Fresh air: still a contested asset.
In the 19th century, fresh air was a commodity that Dorothea Dix tried to bring to people she saw as unable to advocate for themselves. She famously said of her patients, “If I am alone, they are abandoned.” One might argue that at this point in our coronavirus-altered timeline we are all alone—though that, too, is unevenly distributed. But Dorothea Dix wasn’t talking in generalities. I read her words to mean that if she were alone in fighting for the disenfranchised, vulnerable people with mental illness, then they would be abandoned. And unfortunately, as sickness and death tolls continue to rise at St. Elizabeths and at other institutional settings—mental health hospitals, prisons, migrant detention, jails, nursing homes, and juvenile detention centers—her words seem more prescient than ever.

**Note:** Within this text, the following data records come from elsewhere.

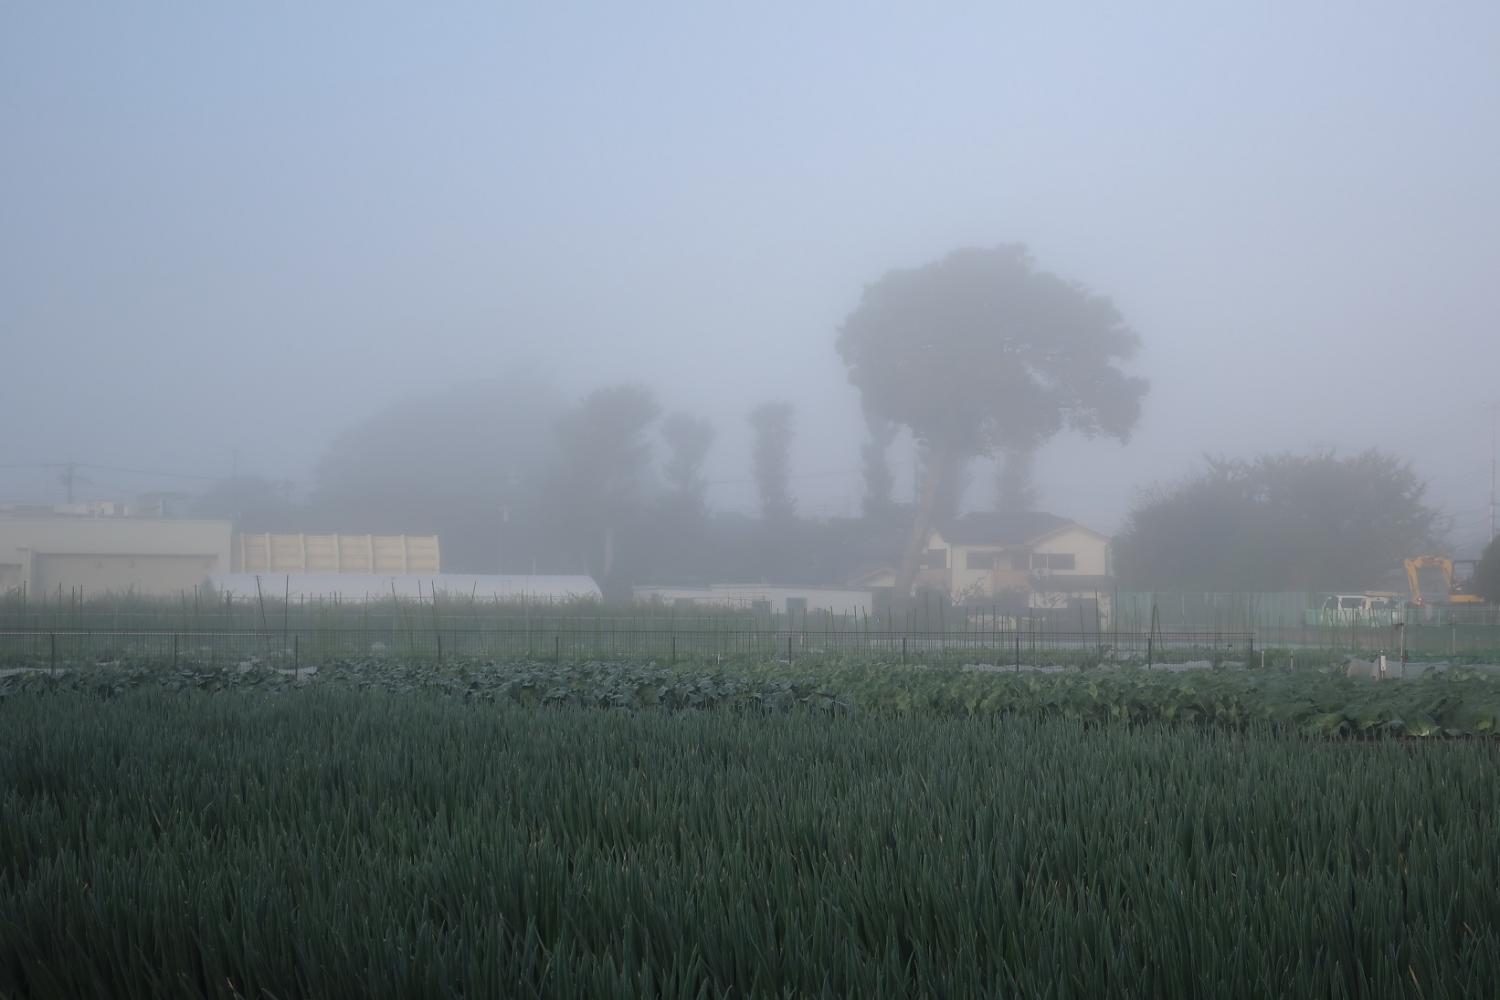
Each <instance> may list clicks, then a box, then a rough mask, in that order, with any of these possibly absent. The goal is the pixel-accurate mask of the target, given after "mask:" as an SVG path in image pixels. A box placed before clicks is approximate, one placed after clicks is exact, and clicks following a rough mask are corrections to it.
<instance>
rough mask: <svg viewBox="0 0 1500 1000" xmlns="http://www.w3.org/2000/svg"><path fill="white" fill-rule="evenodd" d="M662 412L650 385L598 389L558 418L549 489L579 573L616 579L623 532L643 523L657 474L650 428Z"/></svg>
mask: <svg viewBox="0 0 1500 1000" xmlns="http://www.w3.org/2000/svg"><path fill="white" fill-rule="evenodd" d="M658 412H660V406H658V405H657V402H655V396H654V394H652V393H651V390H649V388H646V387H645V385H637V384H622V385H609V387H604V388H597V390H594V391H592V393H589V394H588V396H586V397H583V400H582V402H580V403H577V405H576V406H574V408H573V409H570V411H567V412H565V414H562V417H561V418H558V421H556V426H555V430H556V456H555V465H553V471H552V475H550V477H549V478H547V484H546V489H544V496H546V504H547V510H549V511H550V516H552V520H553V525H555V528H556V529H558V531H559V540H561V541H562V543H564V544H567V547H568V549H570V550H571V553H573V556H574V571H579V570H585V571H588V573H591V574H594V576H595V577H600V580H601V582H604V580H606V577H609V576H610V574H612V570H613V564H615V543H616V538H618V532H616V529H618V528H622V526H625V525H627V523H630V522H631V520H634V519H636V516H637V514H639V513H640V511H639V501H640V498H642V493H643V490H645V486H646V478H648V475H649V469H651V442H649V439H648V438H646V430H648V429H649V427H651V424H652V423H654V421H655V418H657V414H658Z"/></svg>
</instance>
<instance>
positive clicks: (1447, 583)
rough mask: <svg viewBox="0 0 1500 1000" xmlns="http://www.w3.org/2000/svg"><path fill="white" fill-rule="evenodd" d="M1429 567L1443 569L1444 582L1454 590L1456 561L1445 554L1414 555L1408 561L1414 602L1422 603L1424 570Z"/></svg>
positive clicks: (1409, 580)
mask: <svg viewBox="0 0 1500 1000" xmlns="http://www.w3.org/2000/svg"><path fill="white" fill-rule="evenodd" d="M1428 567H1437V568H1439V570H1442V571H1443V583H1445V585H1446V588H1448V592H1449V594H1452V591H1454V561H1452V559H1446V558H1443V556H1412V558H1410V559H1407V561H1406V568H1407V586H1410V588H1412V603H1413V604H1418V606H1421V604H1422V580H1421V576H1422V570H1425V568H1428Z"/></svg>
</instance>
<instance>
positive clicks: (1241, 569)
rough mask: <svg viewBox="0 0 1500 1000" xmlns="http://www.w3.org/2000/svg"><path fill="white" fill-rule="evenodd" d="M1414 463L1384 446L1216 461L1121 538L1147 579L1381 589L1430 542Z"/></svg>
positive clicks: (1211, 460)
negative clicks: (1346, 455)
mask: <svg viewBox="0 0 1500 1000" xmlns="http://www.w3.org/2000/svg"><path fill="white" fill-rule="evenodd" d="M1425 490H1427V486H1425V484H1424V483H1422V481H1421V480H1419V478H1418V477H1416V474H1415V472H1413V471H1412V466H1410V465H1409V463H1406V462H1401V460H1400V459H1397V457H1394V456H1391V454H1386V453H1383V451H1379V450H1370V451H1362V453H1359V454H1352V456H1347V457H1341V456H1337V454H1335V453H1332V451H1319V453H1313V454H1266V456H1260V457H1257V459H1254V460H1248V462H1245V460H1230V459H1208V462H1206V468H1205V469H1202V471H1200V472H1197V474H1194V475H1190V477H1188V478H1185V480H1184V481H1181V483H1176V484H1173V486H1169V487H1164V489H1157V490H1154V492H1151V493H1148V495H1145V496H1143V498H1142V499H1140V501H1139V502H1137V504H1136V507H1134V508H1133V510H1131V513H1130V516H1128V519H1127V523H1125V529H1124V532H1121V535H1119V537H1118V538H1116V541H1115V562H1116V567H1118V571H1119V574H1121V579H1122V582H1125V583H1128V585H1130V586H1137V588H1142V589H1146V588H1149V589H1188V591H1319V589H1344V588H1374V586H1379V585H1380V583H1382V582H1385V580H1386V579H1388V577H1389V576H1391V574H1394V573H1397V571H1400V567H1401V561H1403V559H1404V558H1407V556H1413V555H1421V553H1424V552H1427V550H1430V549H1431V544H1433V528H1434V520H1436V517H1437V511H1434V510H1433V508H1431V507H1428V505H1427V504H1425V502H1424V495H1425Z"/></svg>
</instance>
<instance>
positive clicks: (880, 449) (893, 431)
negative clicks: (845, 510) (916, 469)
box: [859, 412, 897, 519]
mask: <svg viewBox="0 0 1500 1000" xmlns="http://www.w3.org/2000/svg"><path fill="white" fill-rule="evenodd" d="M864 427H865V439H864V444H862V445H861V447H859V462H861V465H862V466H864V502H862V510H864V516H865V517H873V519H883V517H888V516H889V514H891V511H892V510H895V477H894V475H891V445H892V444H894V442H895V432H897V427H895V424H894V423H892V421H889V420H886V418H885V417H880V415H877V414H871V412H865V415H864Z"/></svg>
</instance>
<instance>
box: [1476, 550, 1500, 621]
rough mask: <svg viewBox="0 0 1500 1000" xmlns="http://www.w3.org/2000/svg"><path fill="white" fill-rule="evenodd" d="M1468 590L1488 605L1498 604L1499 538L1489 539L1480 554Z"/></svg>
mask: <svg viewBox="0 0 1500 1000" xmlns="http://www.w3.org/2000/svg"><path fill="white" fill-rule="evenodd" d="M1470 588H1472V589H1473V591H1475V594H1478V595H1479V597H1482V598H1485V601H1488V603H1490V604H1500V537H1497V538H1491V540H1490V544H1488V546H1485V550H1484V553H1481V556H1479V565H1476V567H1475V579H1473V580H1472V582H1470Z"/></svg>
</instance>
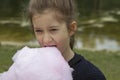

One of the central ideas of moral treatment is that we are all responsible for one another. As we rebuild, I hope we can remember that we must be creative and insightful in thinking of how the built environment itself must be part of how we change. St. Elizabeths’ “long and troubled history” reminds us that our buildings and landscapes reveal deep inequities, but also perhaps a way forward toward some safely shared, shaded paths to the future.